Raising the cyber security bar in the journey to a digital India
India continues to march towards its goal of bringing its 1.2 billion citizens into the fold of an all-digital economy. Based on presenceless, paperless, cashless and consent-based layers of infrastructure the country is moving quickly to establish an open platform for government, businesses and citizens to transact in an efficient, reliable and secure manner. But as the digital agenda of India is unfolding, the risks of cyberattacks are only growing and need to be addressed effectively. In this paper, SWIFT and Booz Allen Hamilton look at cyber trends globally and India, risks that exist in correspondent banking and the solutions for the community to respond to these threats.
This ambitious digitalisation project has made significant progress in recent years. Launched in 2010 the Unique Identification Authority of India (UIDAI) has achieved over 89% penetration. Approximately 1.1 billion Aadhaar identity cards, linked to biometric data, accessible over application programming interfaces (APIs) now facilitate authentication anytime, anywhere. The scheme underlies a new generation of national infrastructure services. Over 150 million paperless Know Your Customer (eKYC) transactions, 2.4 billion documents stored securely in DigiLocker, and 30 million digital and legally binding signatures, are early artefacts of this powerful India stack.

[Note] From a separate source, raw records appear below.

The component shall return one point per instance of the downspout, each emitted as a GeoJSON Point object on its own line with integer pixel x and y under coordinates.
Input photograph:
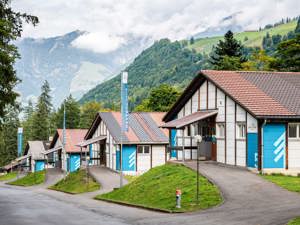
{"type": "Point", "coordinates": [262, 145]}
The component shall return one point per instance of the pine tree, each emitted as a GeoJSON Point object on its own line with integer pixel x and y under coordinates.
{"type": "Point", "coordinates": [45, 95]}
{"type": "Point", "coordinates": [88, 113]}
{"type": "Point", "coordinates": [72, 114]}
{"type": "Point", "coordinates": [41, 117]}
{"type": "Point", "coordinates": [11, 28]}
{"type": "Point", "coordinates": [229, 50]}
{"type": "Point", "coordinates": [297, 30]}
{"type": "Point", "coordinates": [28, 123]}
{"type": "Point", "coordinates": [8, 135]}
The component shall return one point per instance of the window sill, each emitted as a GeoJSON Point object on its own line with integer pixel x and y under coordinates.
{"type": "Point", "coordinates": [241, 139]}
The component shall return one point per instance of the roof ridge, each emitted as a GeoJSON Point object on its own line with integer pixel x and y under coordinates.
{"type": "Point", "coordinates": [252, 71]}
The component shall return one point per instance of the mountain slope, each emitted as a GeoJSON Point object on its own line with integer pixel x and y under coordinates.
{"type": "Point", "coordinates": [248, 38]}
{"type": "Point", "coordinates": [164, 62]}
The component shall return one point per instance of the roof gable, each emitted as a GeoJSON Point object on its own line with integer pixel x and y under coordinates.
{"type": "Point", "coordinates": [143, 127]}
{"type": "Point", "coordinates": [73, 137]}
{"type": "Point", "coordinates": [263, 94]}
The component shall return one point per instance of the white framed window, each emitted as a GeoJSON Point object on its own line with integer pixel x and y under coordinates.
{"type": "Point", "coordinates": [144, 149]}
{"type": "Point", "coordinates": [241, 130]}
{"type": "Point", "coordinates": [294, 130]}
{"type": "Point", "coordinates": [220, 130]}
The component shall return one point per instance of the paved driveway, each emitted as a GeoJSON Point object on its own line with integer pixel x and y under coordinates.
{"type": "Point", "coordinates": [249, 199]}
{"type": "Point", "coordinates": [106, 177]}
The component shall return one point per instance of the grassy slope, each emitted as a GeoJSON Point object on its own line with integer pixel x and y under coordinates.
{"type": "Point", "coordinates": [30, 179]}
{"type": "Point", "coordinates": [254, 37]}
{"type": "Point", "coordinates": [156, 189]}
{"type": "Point", "coordinates": [75, 183]}
{"type": "Point", "coordinates": [288, 182]}
{"type": "Point", "coordinates": [295, 221]}
{"type": "Point", "coordinates": [8, 176]}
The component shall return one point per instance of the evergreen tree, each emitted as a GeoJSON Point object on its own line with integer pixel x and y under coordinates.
{"type": "Point", "coordinates": [8, 135]}
{"type": "Point", "coordinates": [28, 123]}
{"type": "Point", "coordinates": [297, 30]}
{"type": "Point", "coordinates": [45, 95]}
{"type": "Point", "coordinates": [192, 41]}
{"type": "Point", "coordinates": [40, 126]}
{"type": "Point", "coordinates": [226, 52]}
{"type": "Point", "coordinates": [41, 117]}
{"type": "Point", "coordinates": [11, 27]}
{"type": "Point", "coordinates": [72, 114]}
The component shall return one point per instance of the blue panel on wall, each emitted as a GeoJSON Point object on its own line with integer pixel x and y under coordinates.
{"type": "Point", "coordinates": [252, 150]}
{"type": "Point", "coordinates": [173, 143]}
{"type": "Point", "coordinates": [274, 144]}
{"type": "Point", "coordinates": [91, 153]}
{"type": "Point", "coordinates": [129, 158]}
{"type": "Point", "coordinates": [117, 160]}
{"type": "Point", "coordinates": [74, 162]}
{"type": "Point", "coordinates": [39, 165]}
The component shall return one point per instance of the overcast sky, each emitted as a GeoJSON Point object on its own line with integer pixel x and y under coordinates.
{"type": "Point", "coordinates": [110, 21]}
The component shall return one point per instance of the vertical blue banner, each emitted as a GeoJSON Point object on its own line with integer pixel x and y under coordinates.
{"type": "Point", "coordinates": [124, 101]}
{"type": "Point", "coordinates": [20, 140]}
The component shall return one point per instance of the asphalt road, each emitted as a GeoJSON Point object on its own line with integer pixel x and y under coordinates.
{"type": "Point", "coordinates": [25, 207]}
{"type": "Point", "coordinates": [249, 199]}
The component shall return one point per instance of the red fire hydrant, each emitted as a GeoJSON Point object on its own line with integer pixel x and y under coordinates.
{"type": "Point", "coordinates": [178, 198]}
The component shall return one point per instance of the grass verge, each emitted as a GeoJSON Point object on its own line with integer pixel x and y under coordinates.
{"type": "Point", "coordinates": [76, 183]}
{"type": "Point", "coordinates": [30, 179]}
{"type": "Point", "coordinates": [295, 221]}
{"type": "Point", "coordinates": [288, 182]}
{"type": "Point", "coordinates": [156, 190]}
{"type": "Point", "coordinates": [8, 176]}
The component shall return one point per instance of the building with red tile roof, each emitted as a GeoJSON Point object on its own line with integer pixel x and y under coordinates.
{"type": "Point", "coordinates": [144, 144]}
{"type": "Point", "coordinates": [249, 119]}
{"type": "Point", "coordinates": [67, 156]}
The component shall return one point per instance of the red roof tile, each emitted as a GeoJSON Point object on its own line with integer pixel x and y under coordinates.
{"type": "Point", "coordinates": [248, 93]}
{"type": "Point", "coordinates": [73, 137]}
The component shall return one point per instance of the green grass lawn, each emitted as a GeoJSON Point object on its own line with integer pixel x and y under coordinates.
{"type": "Point", "coordinates": [30, 179]}
{"type": "Point", "coordinates": [156, 189]}
{"type": "Point", "coordinates": [130, 178]}
{"type": "Point", "coordinates": [295, 221]}
{"type": "Point", "coordinates": [254, 38]}
{"type": "Point", "coordinates": [76, 183]}
{"type": "Point", "coordinates": [288, 182]}
{"type": "Point", "coordinates": [8, 176]}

Financial services at the forefront of digital transformation
Indian regulators, financial institutions and market infrastructures are at the forefront of this digital transformation. More than 250 million bank accounts are Aadhaar linked. With initiatives such as de-monetisation, electronic payments surged over 13.5% in 2017. In nine months of service the National Payments Corporation of India’s (NPCI) Unified Payments Interface (UPI) saw 414 million transactions. This digital transformation is driven by new transaction schemes, growing digital transaction volumes, disruptive technology such as APIs, Cloud and Artificial Intelligence, and new fintech entrants, which continue to make financial sector participation an increasingly complex enterprise.
Increasingly sophisticated and persistent cyber threats
Unfortunately, sophisticated and persistent malicious actors threaten this transformation agenda. For the first time cyberattacks appear in the World Economic Forum’s (WEF) annual global risk report as the third highest risk, behind extreme weather events and natural disasters; just two years ago, in 2016, cyber was 10th in the WEF rankings. Cases of fraud, data breaches and ransomware are on the rise globally, causing significant disruptions and damage. India is no exception.
Cyberattacks are inevitable and cybersecurity should be assumed as part of the cost of doing business in a digital economy. To effectively responding to these threats requires collaboration between all stakeholders. Financial institutions, their vendors, regulators and government agencies must co-create new tools, establish market practices for information sharing and practice incident responses together. In India, the Prime Minister’s Office for Cybersecurity, CERT India, and the National Cyber Security Coordination Centre all play an important role in enabling the nation’s digital defence.
In order to support financial institutions, SWIFT also put together the Customer Security Programme in 2016 to empower its members and help the industry respond to this persistent threat.